Speaking before reporters at the White House, President Obama said he engaged in the first direct talks an American president has had with an Iranian president since 1979. In that telephone conversation, the president said, "I have made clear that we respect the right of the Iranians to access peaceful nuclear energy, so the test will be meaningful, transparent, and verifiable actions which can also bring relief from the comprehensive international sanctions that are currently in place."
It's a move that can begin to thaw the long-held sanctions and lack of diplomacy with the country that only a year ago the U.S. seemed destined to meet in military conflict — though there is still speculation that Rouhani's outreach is insincere, and just a means to end sanctions on his country. As Foreign Policy magazine puts it, unlike his predecessor, Rouhani "has the political acumen not to publicize" his animosity toward the United States.

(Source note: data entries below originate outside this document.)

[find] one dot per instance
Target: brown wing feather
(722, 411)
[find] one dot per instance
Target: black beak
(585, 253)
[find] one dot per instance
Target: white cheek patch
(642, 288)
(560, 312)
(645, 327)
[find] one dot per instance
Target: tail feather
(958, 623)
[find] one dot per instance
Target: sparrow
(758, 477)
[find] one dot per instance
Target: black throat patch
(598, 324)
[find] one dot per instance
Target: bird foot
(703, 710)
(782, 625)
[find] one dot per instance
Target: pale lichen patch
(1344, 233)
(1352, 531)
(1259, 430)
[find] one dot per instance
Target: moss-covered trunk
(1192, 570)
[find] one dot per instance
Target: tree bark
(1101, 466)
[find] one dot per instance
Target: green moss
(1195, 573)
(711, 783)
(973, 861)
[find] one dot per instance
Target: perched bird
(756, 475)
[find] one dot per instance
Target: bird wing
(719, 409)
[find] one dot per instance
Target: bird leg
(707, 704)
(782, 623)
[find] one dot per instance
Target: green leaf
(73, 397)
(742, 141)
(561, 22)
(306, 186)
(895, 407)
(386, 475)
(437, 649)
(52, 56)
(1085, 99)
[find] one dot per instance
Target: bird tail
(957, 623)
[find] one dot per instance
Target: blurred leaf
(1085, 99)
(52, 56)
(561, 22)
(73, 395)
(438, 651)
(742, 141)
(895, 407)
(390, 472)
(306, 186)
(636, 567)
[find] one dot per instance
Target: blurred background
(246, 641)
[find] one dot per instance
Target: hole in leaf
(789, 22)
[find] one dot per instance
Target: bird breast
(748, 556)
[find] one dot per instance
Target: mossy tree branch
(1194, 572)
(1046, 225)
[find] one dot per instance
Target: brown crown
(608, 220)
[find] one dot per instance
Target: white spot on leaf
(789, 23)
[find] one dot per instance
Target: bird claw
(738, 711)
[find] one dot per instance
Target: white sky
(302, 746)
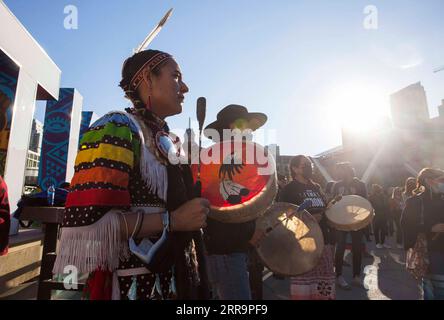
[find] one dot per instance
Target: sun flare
(357, 107)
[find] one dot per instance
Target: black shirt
(420, 214)
(355, 187)
(227, 238)
(296, 192)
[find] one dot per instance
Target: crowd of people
(133, 219)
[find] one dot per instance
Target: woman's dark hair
(346, 168)
(426, 173)
(130, 67)
(377, 189)
(296, 162)
(410, 185)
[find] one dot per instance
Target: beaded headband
(152, 63)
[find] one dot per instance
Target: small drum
(291, 246)
(351, 213)
(239, 180)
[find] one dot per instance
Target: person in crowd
(234, 269)
(349, 184)
(131, 201)
(319, 283)
(409, 188)
(395, 204)
(381, 208)
(422, 221)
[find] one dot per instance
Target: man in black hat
(229, 253)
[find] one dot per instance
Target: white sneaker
(357, 282)
(340, 281)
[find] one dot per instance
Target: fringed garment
(119, 169)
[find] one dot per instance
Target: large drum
(293, 241)
(239, 180)
(351, 213)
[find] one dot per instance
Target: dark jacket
(356, 187)
(420, 214)
(380, 205)
(227, 238)
(296, 193)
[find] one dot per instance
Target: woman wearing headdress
(130, 213)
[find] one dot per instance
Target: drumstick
(306, 204)
(201, 110)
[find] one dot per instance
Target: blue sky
(303, 63)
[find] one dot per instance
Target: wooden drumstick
(201, 111)
(306, 204)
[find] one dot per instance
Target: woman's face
(436, 184)
(168, 90)
(305, 169)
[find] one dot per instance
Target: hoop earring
(149, 103)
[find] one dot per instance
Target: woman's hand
(258, 235)
(438, 227)
(318, 217)
(191, 216)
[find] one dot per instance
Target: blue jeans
(433, 283)
(228, 276)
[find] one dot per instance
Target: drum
(239, 180)
(291, 246)
(351, 213)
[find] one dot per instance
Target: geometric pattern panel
(9, 72)
(84, 124)
(56, 130)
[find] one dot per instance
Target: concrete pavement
(384, 275)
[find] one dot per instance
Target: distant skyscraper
(35, 142)
(441, 109)
(409, 107)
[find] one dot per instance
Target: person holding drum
(422, 221)
(348, 184)
(319, 283)
(227, 243)
(381, 208)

Regardless, contrast that conversation to the debt ceiling.
If we've seen this episode play out before, we've also heard the president respond to it in a similar way. His remarks were boilerplate. He's not going to budge on the Affordable Care Act in order to fund the government. And he again called Republicans out on what he sees as debt-ceiling hostage-taking. "So over the next three days, House Republicans will have to decide whether to join the Senate and keep the government open or shut it down because they can't get their way on an issue that has nothing to do with the deficit."
Obama, as he has before, tried to turn the debate away from congressional mechanics and Obamacare funding and toward people who would be impacted by a government shutdown, or a default on the debt. "Nobody gets to hurt our economy, and millions of innocent people," Obama said, " just because there are a couple of laws you do not like." Speaking to the Republican faction led by Sen. Ted Cruz, R-Texas, that is looking to defund Obamacare, the president said that you "do not threaten to burn the house down just because you haven't gotten 100 percent of your way." A shutdown, or a busting of the debt-ceiling, could be a threat not just to the U.S. economic recovery, the president said, but to the entire global economy.
So while the president might reach "a comprehensive solution" with a foreign government that has been blustery and caustic, he can't seem to do the same thing with his own.
Update (4:32 p.m.): Speaker Boehner's spokesman Brendan Buck sent around this quick quote after the statement from the president:
The House will take action that reflects the fundamental fact that Americans don't want a government shutdown and they don't want the train wreck that is Obamacare. Grandstanding from the president, who refuses to even be a part of the process, won't bring Congress any closer to a resolution.
Nothing here on Iran, of course. As to what Americans actually want, "no shutdown, no Obamacare" isn't so clear-cut.